How do Mixpanel analytics cohorts really work

Did you know that when you use Mixpanel cohorts to analyze trends month by month it will often count one user with the same event in two different months?
After noticing that some of the data was not behaving how i expected to, i reached out to their support team to get to the bottom of it. 

Here are the main takeways.

What are cohorts in Mixpanel?

Mixpanel’s Cohorts feature allows you to group users based on shared characteristics or actions.
You can define these cohorts visually, see the user lists, make comparisons, and share them with your team.
Some examples include:
  1. ‘US Users,’
  2. ‘New Users,’
  3. ‘Power Users,’
  4. ‘Dropped-Off Users.’
Cohorts enable you to focus your analysis on specific user groups, such as those who performed a particular action within a specific time frame, like ‘users who watched a video for the first time in the last 30 days.
The last 30 days refer to a dynamic time frame that adjusts depending on when you access the cohort.

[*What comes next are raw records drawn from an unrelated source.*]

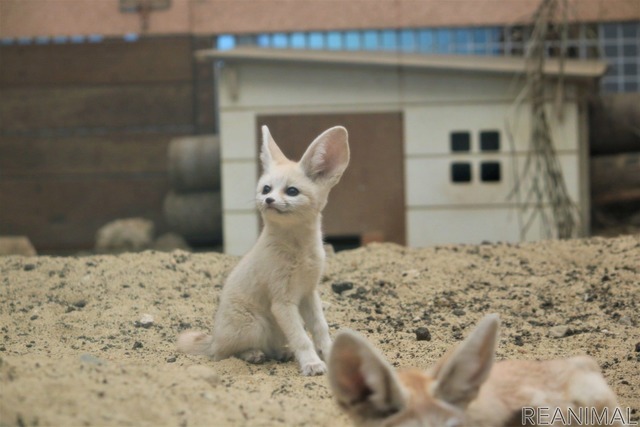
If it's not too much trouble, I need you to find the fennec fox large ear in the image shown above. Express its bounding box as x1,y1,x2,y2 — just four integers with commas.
328,330,407,419
300,126,349,186
260,126,287,173
431,314,500,410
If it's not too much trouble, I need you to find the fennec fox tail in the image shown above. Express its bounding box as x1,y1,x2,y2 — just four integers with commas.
177,126,349,375
328,315,629,427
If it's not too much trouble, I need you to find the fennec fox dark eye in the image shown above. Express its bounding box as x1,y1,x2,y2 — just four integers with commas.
286,187,300,197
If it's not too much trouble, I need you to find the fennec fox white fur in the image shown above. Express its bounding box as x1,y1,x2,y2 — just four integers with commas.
178,126,349,375
328,315,628,427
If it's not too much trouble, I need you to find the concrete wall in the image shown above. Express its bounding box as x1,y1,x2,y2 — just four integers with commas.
214,62,584,254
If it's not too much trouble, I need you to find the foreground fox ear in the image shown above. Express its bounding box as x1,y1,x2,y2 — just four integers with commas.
328,331,407,419
300,126,349,186
260,126,287,172
432,314,500,409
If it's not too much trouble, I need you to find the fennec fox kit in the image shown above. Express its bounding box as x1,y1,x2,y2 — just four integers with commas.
328,315,628,427
178,126,349,375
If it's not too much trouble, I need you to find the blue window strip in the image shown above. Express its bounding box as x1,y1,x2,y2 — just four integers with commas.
309,31,325,49
271,33,289,49
362,30,380,50
290,33,307,49
344,31,362,50
216,34,236,50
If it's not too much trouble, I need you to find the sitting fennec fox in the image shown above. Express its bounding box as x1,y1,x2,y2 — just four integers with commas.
328,314,628,427
177,126,349,375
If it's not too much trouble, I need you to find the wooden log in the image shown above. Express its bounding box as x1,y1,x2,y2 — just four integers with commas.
591,152,640,205
163,191,222,244
589,93,640,156
168,135,220,193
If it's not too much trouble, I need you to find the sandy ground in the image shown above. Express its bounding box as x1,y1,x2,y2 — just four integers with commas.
0,235,640,426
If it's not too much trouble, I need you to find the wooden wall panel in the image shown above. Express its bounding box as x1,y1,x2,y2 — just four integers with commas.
0,37,196,253
256,112,405,244
0,82,193,131
0,36,195,87
0,178,168,253
0,133,172,175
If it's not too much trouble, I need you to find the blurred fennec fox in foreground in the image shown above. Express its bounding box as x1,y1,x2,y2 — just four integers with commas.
328,315,629,427
178,126,349,375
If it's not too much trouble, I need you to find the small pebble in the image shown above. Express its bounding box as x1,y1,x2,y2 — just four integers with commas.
331,282,353,294
416,326,431,341
549,325,571,338
135,314,155,329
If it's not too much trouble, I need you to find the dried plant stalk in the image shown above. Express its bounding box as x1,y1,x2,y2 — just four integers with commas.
507,0,580,239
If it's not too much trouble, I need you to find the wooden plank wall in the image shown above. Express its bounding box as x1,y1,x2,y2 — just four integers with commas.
0,36,206,253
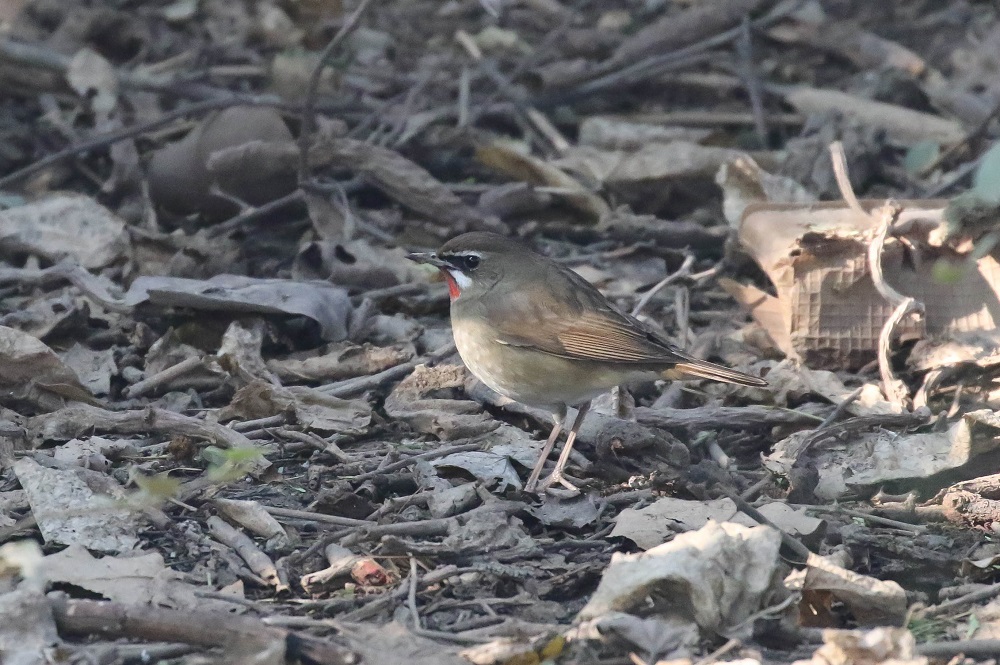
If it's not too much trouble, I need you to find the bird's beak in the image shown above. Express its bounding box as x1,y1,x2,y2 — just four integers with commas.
406,252,448,268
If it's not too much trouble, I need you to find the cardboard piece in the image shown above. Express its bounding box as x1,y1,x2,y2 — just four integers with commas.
722,200,1000,369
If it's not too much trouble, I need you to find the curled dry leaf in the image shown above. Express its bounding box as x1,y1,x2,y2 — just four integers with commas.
609,497,826,550
40,545,244,613
385,365,504,440
149,106,295,216
267,343,417,383
577,521,781,635
765,409,1000,501
476,141,611,223
785,554,907,626
793,627,930,665
0,326,97,411
219,379,372,433
0,194,128,269
309,138,491,233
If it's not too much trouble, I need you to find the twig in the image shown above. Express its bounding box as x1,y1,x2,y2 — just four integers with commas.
722,488,812,562
830,141,869,217
0,98,232,189
299,0,372,183
351,442,483,482
406,556,423,630
916,583,1000,617
788,504,927,534
122,357,202,398
316,344,455,397
816,387,864,430
736,17,767,147
264,506,375,527
830,141,924,404
632,254,694,316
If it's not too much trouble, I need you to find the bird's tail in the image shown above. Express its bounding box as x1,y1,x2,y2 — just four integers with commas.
662,357,767,386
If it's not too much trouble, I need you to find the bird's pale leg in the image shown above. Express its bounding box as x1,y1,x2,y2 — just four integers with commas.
524,409,566,492
541,402,590,492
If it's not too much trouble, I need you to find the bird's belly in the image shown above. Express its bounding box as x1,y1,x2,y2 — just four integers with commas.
453,326,635,409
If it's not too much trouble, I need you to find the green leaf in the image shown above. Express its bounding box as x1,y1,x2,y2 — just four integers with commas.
971,142,1000,203
903,141,941,176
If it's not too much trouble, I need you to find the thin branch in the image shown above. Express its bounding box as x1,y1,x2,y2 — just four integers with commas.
299,0,380,183
830,141,868,217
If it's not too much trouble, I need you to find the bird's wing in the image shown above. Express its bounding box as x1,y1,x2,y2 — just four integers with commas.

What was I trying to achieve

I wanted to analyze users who, after sending their first message ever, returned to send another message on a different day within 30 days. 
While I could have used the retention report for users who sent messages on a second day, I was also curious about those who did it on 3 or 4 different days. 
So, as a test I created two cohorts:
  1. “Users who sent a message for the first time in the last 30 days.”
  2. “Users who sent a message on two different days in the last 30 days and also sent a message for the first time in the last 30 days.”
To calculate the percentage, I divided the first cohort by the second, and there I had my report.

The discrepancy

I compared my report with Mixpanel’s basic retention report and noticed discrepancies. I reached out to Mixpanel support, and the answer I received is the focus of this post.
It turns out that when you use Mixpanel cohorts to analyze trends month by month, the way they calculate user numbers per month isn’t straightforward.
Lets take a basic of example of our first cohort “Users who sent a message for the first time ever in the last 30 days”.
Here’s a simplified explanation:
  1. Mixpanel checks each date for each month to see which users qualify for the cohort (i.e., which users did the event in the last 30 days in the first day of the month, the second day and so on).
  2. This process repeats for each day in the month for every month in the report
If we plot this cohort on a graph this is what we would get
Where we would expect that each month represents the amount of users who have sent a message in the last 30 days for the first time. 
However its not that straightforward so lets try to understand how Mixpanel comes up with their user count for June.
Mixpanel starts by examining each day of the specified month, like June 1st, to identify users who meet the cohort criteria (e.g., those who performed an event in the last 30 days). This process continues for each day until the end of the month.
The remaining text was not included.